After more than two years of operation, the Act has recently undergone statutory review. The purpose of the review was to consider, based on practical experience, whether the Act achieved its objectives. The final report was issued on 27 February 2015, and can be accessed at:
http://www.ag.gov.au/Consultations/Documents/PPSReview/ReviewofthePersonalPropertySecuritiesAct2009FinalReport.pdf
Many submissions were made, including a submission from the National Farmer’s Federation, which in its introduction stated:-
“The farming community remains unclear about what security they have over their personal property and when, at any given time, personal property interests should be registered. This confusion, compounded by the already heavy burden of regulation on farmers and a lack of industry specific, plain English guidance material has limited the sector’s ability to realise the potential value of the PPSR. Indeed a lack of knowledge of the existence of the PPSR, and when and how to use it, is likely to cause ongoing issues for the sector into the future.”
The findings of the report, culminating in pages of recommendations for amendments to the Act, suggested “That the Act not be repealed, but rather that it be amended to enable it to better achieve its potential”.[1]
To put the Act into more practical terms, below are some summaries of more specific issues and case examples.
Maiden Civil (P&E) Pty Ltd v Queensland Excavation Services Pty Ltd & Ors [2013] NSWSC852
Queensland Excavation Services (QES) was the owner of 3 Caterpillar construction vehicles, which it leased to Maiden Civil. Maiden Civil used Fast Finance to obtain finance for the lease. Apparently unbeknown to QES, Maiden Civil also granted a security interest in favour of Fast Finance over all of Maiden Civil’s property, which included the 3 Caterpillar vehicles.
Fast Finance subsequently registered its interest in the vehicles on the PPSR, and therefore had perfected its interest and gained priority.

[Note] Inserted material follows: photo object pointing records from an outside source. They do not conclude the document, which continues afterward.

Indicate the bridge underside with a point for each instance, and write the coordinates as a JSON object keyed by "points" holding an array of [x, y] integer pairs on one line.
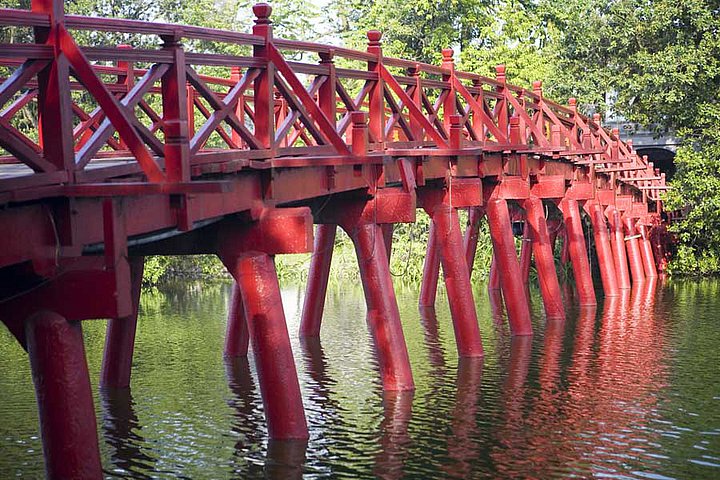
{"points": [[147, 151]]}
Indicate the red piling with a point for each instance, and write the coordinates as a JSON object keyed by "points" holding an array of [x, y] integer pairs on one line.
{"points": [[383, 313], [544, 259], [431, 271], [318, 280], [120, 337], [618, 248], [516, 301], [457, 281], [578, 252], [257, 280], [64, 397], [646, 250], [470, 240], [526, 253], [633, 251], [604, 253], [237, 336]]}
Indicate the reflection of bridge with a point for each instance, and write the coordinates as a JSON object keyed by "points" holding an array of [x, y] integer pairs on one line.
{"points": [[167, 150]]}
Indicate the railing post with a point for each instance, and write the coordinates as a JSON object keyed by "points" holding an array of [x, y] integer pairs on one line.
{"points": [[55, 117], [175, 114], [376, 96], [264, 97]]}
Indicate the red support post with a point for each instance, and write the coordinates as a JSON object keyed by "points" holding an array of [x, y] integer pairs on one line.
{"points": [[120, 337], [618, 248], [544, 259], [578, 251], [383, 314], [470, 239], [604, 253], [516, 301], [64, 397], [431, 270], [457, 279], [646, 250], [526, 253], [633, 251], [318, 280], [237, 335], [256, 277]]}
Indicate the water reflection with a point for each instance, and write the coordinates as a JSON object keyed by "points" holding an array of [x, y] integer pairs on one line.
{"points": [[123, 432]]}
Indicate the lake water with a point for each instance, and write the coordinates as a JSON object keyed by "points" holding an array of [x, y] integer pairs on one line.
{"points": [[630, 389]]}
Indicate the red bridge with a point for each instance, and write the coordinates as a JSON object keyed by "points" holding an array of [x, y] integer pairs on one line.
{"points": [[113, 153]]}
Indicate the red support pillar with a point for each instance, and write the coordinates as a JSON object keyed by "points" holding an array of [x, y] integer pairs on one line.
{"points": [[431, 271], [318, 280], [526, 253], [646, 250], [544, 259], [516, 301], [578, 251], [237, 336], [457, 280], [257, 281], [604, 254], [383, 313], [471, 236], [618, 248], [120, 337], [64, 397], [633, 251]]}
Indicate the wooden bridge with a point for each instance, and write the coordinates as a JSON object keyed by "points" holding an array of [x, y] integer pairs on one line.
{"points": [[112, 153]]}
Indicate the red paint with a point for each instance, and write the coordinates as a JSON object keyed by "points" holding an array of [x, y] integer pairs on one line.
{"points": [[65, 402], [578, 252], [516, 301], [257, 280], [317, 280], [544, 259], [120, 337]]}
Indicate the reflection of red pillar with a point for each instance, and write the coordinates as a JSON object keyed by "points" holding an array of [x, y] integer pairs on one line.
{"points": [[618, 248], [237, 336], [257, 279], [457, 281], [604, 254], [544, 259], [64, 397], [471, 236], [120, 337], [383, 314], [578, 251], [526, 253], [633, 251], [317, 280], [646, 250], [516, 302], [431, 271]]}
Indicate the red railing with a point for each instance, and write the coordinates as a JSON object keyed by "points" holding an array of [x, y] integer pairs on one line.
{"points": [[170, 114]]}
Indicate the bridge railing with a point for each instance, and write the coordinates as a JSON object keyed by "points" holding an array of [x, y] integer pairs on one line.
{"points": [[78, 115]]}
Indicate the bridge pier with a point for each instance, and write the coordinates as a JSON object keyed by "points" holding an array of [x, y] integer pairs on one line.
{"points": [[431, 270], [120, 336], [602, 248], [456, 274], [578, 251], [633, 251], [618, 248], [318, 277], [516, 301], [544, 258], [64, 397]]}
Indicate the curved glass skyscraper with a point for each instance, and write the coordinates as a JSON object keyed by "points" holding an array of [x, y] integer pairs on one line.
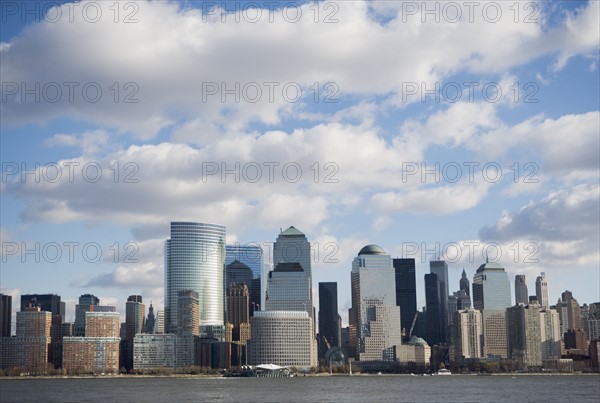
{"points": [[194, 260]]}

Importantly, despite QES providing possession to Maiden Civil, it failed to register its security interest.
Despite QES being found to hold the legal title to the vehicles, the Court found that Fast Finance had priority to exercise its security first as it had registered its interest on the PPSR.
Accordingly, Fast Finance were entitled to sell the vehicles to recover the monies owed to it, with QES receiving the left overs, if any.
Waller v New Zealand Bloodstock Ltd [2006] 3 NZLR 629[2]
The owners of a 2 million dollar racehorse leased it to a stud.
The stud had previously given a security interest over all its present and future assets to its financier.
The stud subsequently found itself in financial difficulty, and the financier repossessed the stud, including the racehorse. The liquidator conducted a search on the PPSR of the horse and found that there was no registered security interest over it.
As the financier had previously registered its security interest over all of the present and future assets of the stud, which was held to include the racehorse, it was held that the financier had priority over the legal owners of the racehorse, and obtained the $2 million dollar horse.
Comment
As the above cases illustrate, while the purpose of the PPSR was to simplify a previously complicated system, in actual fact it created a situation where legal owners of property may see their title defeated by a financier’s perfected security interest (or any other third party with a security interest).
It is of paramount importance to ensure that whenever you are transferring, leasing, or otherwise dealing with property in such a way that you lose control of that property, you obtain advice as to how you can best protect your interest in that property.
Patrick Kelly is a Solicitor and part of the Commercial Litigation & Property Team at Kelly Legal and can be contacted on patrick.kelly@kellylegal.com.au
[1]http://www.ag.gov.au/Consultations/Documents/PPSReview/ReviewofthePersonalPropertySecuritiesAct2009FinalReport.pdf
at page 502
[2]Note that this is a New Zealand case. New Zealand utilise a PPSR system similar to Australia.